A three-factor agricultural production function the case of canada



What are the three factors of agricultural production?

This paper estimates value added in agriculture as a constant returns to scale function of the three factors of production-land, labor and capital-using Canadian data.

What are the factors of production in agriculture?

The main factors of production are natural resources (land, water, soil, rainfall), labour and capital. These are different products produced by farmers, each of which uses inputs to produce outputs.

What is agricultural production function?

The production function could be described as a combination or series of enterprise analyses wherein each point on the production function represents a different enterprise; that is, a different recipe or combination of fixed inputs and variable input.

What are the four factors of agricultural production?

Economists divide the factors of production into four categories: land, labor, capital, and entrepreneurship.

What are the 3 types of production?

There are three main types of production to choose from:Job production, where items are made individually and each item is finished before the next one is started. … Batch production, where groups of items are made together. … Flow production, where identical, standardised items are produced on an assembly line.

What are the factors production?

Factors of production is an economic concept that refers to the inputs needed to produce goods and services. The factors are land, labor, capital, and entrepreneurship. The four factors consist of resources required to create a good or service, which is measured by a country’s gross domestic product (GDP)

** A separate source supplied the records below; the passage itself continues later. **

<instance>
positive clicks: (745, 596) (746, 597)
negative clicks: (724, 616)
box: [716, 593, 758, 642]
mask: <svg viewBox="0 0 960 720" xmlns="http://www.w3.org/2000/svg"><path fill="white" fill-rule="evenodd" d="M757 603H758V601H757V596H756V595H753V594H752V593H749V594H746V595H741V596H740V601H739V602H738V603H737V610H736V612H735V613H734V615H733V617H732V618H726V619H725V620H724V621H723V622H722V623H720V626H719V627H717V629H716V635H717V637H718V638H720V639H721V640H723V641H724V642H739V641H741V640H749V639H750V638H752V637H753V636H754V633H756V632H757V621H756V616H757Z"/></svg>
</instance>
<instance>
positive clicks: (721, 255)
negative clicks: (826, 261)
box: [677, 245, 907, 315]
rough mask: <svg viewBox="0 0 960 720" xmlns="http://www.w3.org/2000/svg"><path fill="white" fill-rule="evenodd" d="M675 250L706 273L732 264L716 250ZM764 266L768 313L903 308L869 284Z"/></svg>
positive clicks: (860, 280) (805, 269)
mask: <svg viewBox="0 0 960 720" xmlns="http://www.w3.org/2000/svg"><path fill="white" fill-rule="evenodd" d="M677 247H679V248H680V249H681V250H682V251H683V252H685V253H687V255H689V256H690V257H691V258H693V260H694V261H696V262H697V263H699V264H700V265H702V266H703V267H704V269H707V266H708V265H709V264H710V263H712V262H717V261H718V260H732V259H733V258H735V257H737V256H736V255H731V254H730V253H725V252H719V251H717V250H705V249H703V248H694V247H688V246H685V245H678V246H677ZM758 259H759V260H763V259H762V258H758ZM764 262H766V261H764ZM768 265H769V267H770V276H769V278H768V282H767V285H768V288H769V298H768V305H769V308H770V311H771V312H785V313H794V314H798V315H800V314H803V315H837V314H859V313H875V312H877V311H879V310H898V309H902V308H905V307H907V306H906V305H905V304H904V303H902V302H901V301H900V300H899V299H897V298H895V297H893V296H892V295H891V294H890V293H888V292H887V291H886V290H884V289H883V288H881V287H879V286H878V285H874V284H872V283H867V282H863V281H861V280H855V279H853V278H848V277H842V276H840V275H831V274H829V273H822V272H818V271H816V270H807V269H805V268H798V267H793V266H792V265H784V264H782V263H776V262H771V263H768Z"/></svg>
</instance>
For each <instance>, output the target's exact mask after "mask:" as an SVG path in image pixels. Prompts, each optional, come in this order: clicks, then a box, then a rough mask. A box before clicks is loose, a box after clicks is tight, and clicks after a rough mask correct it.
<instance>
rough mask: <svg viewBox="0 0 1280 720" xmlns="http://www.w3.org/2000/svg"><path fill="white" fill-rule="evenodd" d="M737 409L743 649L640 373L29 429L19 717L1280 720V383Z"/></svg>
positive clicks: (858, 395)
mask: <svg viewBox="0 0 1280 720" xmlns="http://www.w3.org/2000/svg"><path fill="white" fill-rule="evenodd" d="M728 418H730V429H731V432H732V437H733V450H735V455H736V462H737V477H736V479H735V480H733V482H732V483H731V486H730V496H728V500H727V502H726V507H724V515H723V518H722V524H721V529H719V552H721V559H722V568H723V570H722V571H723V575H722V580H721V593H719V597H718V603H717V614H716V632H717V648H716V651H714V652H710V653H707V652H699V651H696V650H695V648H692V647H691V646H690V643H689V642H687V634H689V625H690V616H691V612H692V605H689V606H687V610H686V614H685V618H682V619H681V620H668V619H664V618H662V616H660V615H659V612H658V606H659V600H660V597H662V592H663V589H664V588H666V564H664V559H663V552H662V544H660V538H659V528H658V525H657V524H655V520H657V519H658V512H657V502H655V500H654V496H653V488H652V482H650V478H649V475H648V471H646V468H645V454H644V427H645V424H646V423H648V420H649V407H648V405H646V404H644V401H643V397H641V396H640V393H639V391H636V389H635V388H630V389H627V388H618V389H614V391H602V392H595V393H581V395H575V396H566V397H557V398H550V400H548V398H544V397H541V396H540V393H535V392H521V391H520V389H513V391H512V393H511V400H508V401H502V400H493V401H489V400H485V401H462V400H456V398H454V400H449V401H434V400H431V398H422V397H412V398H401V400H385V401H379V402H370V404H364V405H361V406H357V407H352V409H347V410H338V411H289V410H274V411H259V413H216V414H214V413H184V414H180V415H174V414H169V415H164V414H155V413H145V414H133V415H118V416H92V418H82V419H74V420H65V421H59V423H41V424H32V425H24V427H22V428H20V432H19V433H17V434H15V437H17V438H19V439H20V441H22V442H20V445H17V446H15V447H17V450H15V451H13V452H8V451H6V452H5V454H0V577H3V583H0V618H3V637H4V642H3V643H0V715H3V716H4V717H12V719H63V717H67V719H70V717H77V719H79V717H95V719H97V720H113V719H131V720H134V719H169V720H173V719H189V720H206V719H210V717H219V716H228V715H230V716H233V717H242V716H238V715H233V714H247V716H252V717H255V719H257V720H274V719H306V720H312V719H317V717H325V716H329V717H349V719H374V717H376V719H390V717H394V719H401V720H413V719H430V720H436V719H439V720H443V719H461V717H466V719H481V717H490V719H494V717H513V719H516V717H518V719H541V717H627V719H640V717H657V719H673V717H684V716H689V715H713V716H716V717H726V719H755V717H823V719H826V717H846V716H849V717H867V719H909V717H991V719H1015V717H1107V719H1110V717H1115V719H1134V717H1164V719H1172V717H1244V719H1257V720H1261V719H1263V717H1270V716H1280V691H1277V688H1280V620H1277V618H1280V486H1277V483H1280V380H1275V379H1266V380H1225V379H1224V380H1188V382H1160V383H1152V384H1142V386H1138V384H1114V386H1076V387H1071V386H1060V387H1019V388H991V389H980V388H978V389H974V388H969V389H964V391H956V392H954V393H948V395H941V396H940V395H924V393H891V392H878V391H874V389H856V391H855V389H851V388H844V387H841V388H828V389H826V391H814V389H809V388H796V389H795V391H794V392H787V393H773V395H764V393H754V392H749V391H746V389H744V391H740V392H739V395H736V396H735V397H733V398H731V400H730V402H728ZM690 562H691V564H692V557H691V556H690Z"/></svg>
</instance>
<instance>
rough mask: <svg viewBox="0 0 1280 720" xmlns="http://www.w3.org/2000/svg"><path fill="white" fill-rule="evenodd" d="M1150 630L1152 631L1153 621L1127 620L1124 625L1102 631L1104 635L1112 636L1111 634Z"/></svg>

What are the types of production functions?

3 Types of Production Functions – Explained!Cobb-Douglas Production Function: Cobb-Douglas production function refers to the production function in which one input can be substituted by other but to a limited extent. … Leontief Production Function: … CES Production Function:

What are the production factors and the production functions?

A production function relates the input of factors of production to the output of goods. In the basic production function inputs are typically capital and labor, though more expansive and complex production functions may include other variables such as land or natural resources.

What is production function What are the types of production function?

Four most important production functions are: 1. Linear Homogeneous Production Function, 2. Cobb-Douglas Production Function 3. Constant Elasticity of Substitution Production Function and 4. Variable Elasticity Substitution Production Function.

Which are affected by the factors of production choose three answers?

Define the three factors of production. Understand the difference between physical and human capital. The main factors of production are land, labor, and capital. Land refers to natural resources used to make goods and services.

What are the 4 factors of production and examples?

The Four Factors of ProductionLandLaborCapitalThe physical space and the natural resources in it (examples: water, timber, oil)The people able to transform resources into goods or services available for purchaseA company’s physical equipment and the money it uses to buy resourcesMay 11, 2021

Why are the factors of production important to the economic growth?

The Importance of the Factors of Production If businesses can improve the efficiency of the factors of production, it stands to reason that they can increase production and create higher quality goods at lower prices. Any increase in production leads to economic growth as measured by GDP.


This paper estimates a constant returns to scale agricultural production function of the three basic factors of production. Such a function is a useful tool for macroeconomic, growth, and development studies. It uses the shares approach that Solow used in 1957 and very disaggregated Canadian data.

Suggested Citation

Cristina Echevarria, 1998. ” A Three-Factor Agricultural Production Function: The Case of Canada ,” International Economic Journal, Taylor & Francis Journals, vol. 12 (3), pages 63-75.